Six days later, a new attorney filed a notice of appearance on behalf of the Wolfs and filed a motion to set aside the second default. The motion sought relief under Rule 1.540(b), alleging excusable neglect and a meritorious defense. The prior attorney filled out an affidavit making his case for excusable neglect. First, he said that he didn’t receive the hearing notice because his credentials on the statewide e-filing portal had lapsed. Second, he claimed he and his family were dealing with a serious medical issue. Third, he claimed that he had an extreme caseload and staff shortages. Fourth, he claimed that the dentist’s attorney “had caused confusion, because another attorney had filed a second suit on the same worthless check charge against appellants, and prior counsel had discussions with appellee’s attorney with respect to this second suit, believing that appellee would be dismissing the first suit.” The Wolfs also filed an affidavit stating that they sought new counsel as soon as they learned of the default and their prior lawyer’s failure to attend the case management conference.

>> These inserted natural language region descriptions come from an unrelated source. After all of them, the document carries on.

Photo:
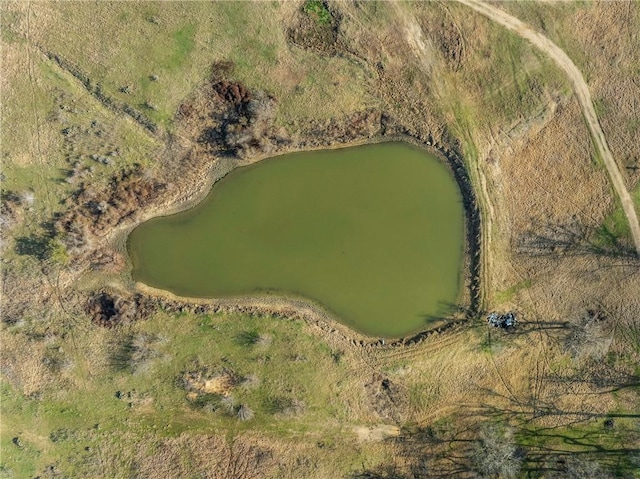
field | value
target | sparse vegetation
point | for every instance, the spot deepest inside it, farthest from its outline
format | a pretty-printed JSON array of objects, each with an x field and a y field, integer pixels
[
  {"x": 318, "y": 10},
  {"x": 99, "y": 379}
]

The dentist offered no evidence, but argued that a second default was cause for a crackdown.
The trial court agreed and found no excusable neglect. The Wolfs appealed.
The DCA noted that in order to set aside a default final judgment under Rule 1.540(b), the trial court must find excusable neglect, a meritorious defense, and due diligence in seeking relief.
The DCA held that excusable neglect had been shown for the reasons provided by the lawyer. Also, there was a meritorious defense, as intent to defraud—not intent to dispute the charges—is required for the cause of action.
The trial court did not address due diligence, but the motion was filed within six days of the default, which constituted due diligence.